Fintechs and Banks: An Unequal “Partnership” – Part One
Years ago I consulted with the legacy Wachovia Bank, headquartered in Winston Salem. Back then the bank-teamed credit and line bankers on each commercial loan, terming their working relationship an “equal partnership.” In fact, when you spoke with management offline, many admitted that the credit people were a bit more equal than line personnel. That situation reminds me of what is developing between Fintechs and banks; the nature and extent of their “partnership” appears to be dictated by a bank’s limited requirements and demands, not the Fintech’s capabilities or desires. The Fintechs (whether primarily lenders or software companies) may not view themselves as vendors, but their bank clients do.
Banks are determining what they want from Fintechs and then asking them to deliver on specific requests rather than the broader “solutions” that many Fintechs would prefer to provide. Frankly, in doing so some banks may be losing a great opportunity to lever third-parties expertise. Nonetheless, banks appear to be increasingly set in what they want from Fintechs and how they will work with them.
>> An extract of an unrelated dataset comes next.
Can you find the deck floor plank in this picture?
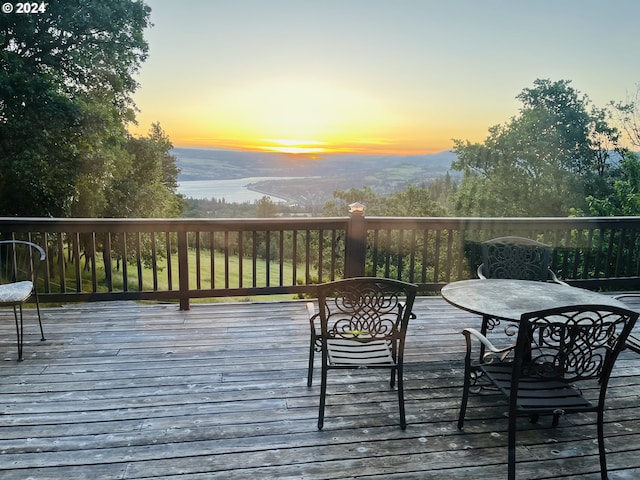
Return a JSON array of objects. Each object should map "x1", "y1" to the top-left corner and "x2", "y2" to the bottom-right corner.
[{"x1": 0, "y1": 297, "x2": 640, "y2": 480}]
The range of capabilities that a Fintech can provide includes origination software, marketing support, enhanced risk management and decision insights, and second-look lending for loan turndowns. Fintechs can transform a bank’s approach to small business lending and help to build its franchise with these customers. But, many banks are pursuing an incremental approach and are hesitant to move beyond fulfilling some basic, immediate needs. They are looking to solve a near-term problem, not develop a long-term third-party relationship…at least not initially. Banks with a limited focus may, for example, ask software-oriented Fintechs to provide a webform application versus the platform that they could provide and which could transform their business model.
At the same time, some of the same Fintech lenders that a few years ago said that they only would work with banks in a “deep” or “integrated” manner are now breaking up their offer into modules such as providing simply a digital origination capability or document capture. These Fintechs are willing to pivot from their initial strategy to get their foot in the door with a major bank with no guarantee of further business. Fintech lenders are now competing with the Fintech software companies that specialize in improving the origination process. At the same time more Fintech software companies are entering the fray.
In the last month I have spoken at or moderated panels at several conferences, including Lendit, CBA Live, and Source Media’s Retail Banking Conference. The focus has largely been on how to work with Fintechs, the current status of these efforts, and industry expectations. These meetings have provided the opportunity to speak with about 30 bankers, almost all of whom work for priority Fintech targets. Based upon those meetings and our client experience, we prepare this summary:
– Some speakers state that 2017 is the year of bank partnerships, suggesting that multiple significant deals will be announced. While there certainly may be some big transactions, we think 2017 is the year that many banks finally realize that Fintechs provide them with value and begin to figure out how best to work with them. There will be small steps forward, but no tsunamis; slow analysis and decision making.
– With little exception, banks see the need for a digital platform that will enhance the customer experience. Therefore, Step One for many banks focuses on providing customers with a digital experience and the cost reduction they can realize from a more streamlined and to the extent possible paperless process. Going beyond that first step, when Fintechs discuss referrals, lending algorithms and other innovations, some traditional bankers see risk and a methodology whose staying power has been untested by a downturn. Yellow warning lights start to flash.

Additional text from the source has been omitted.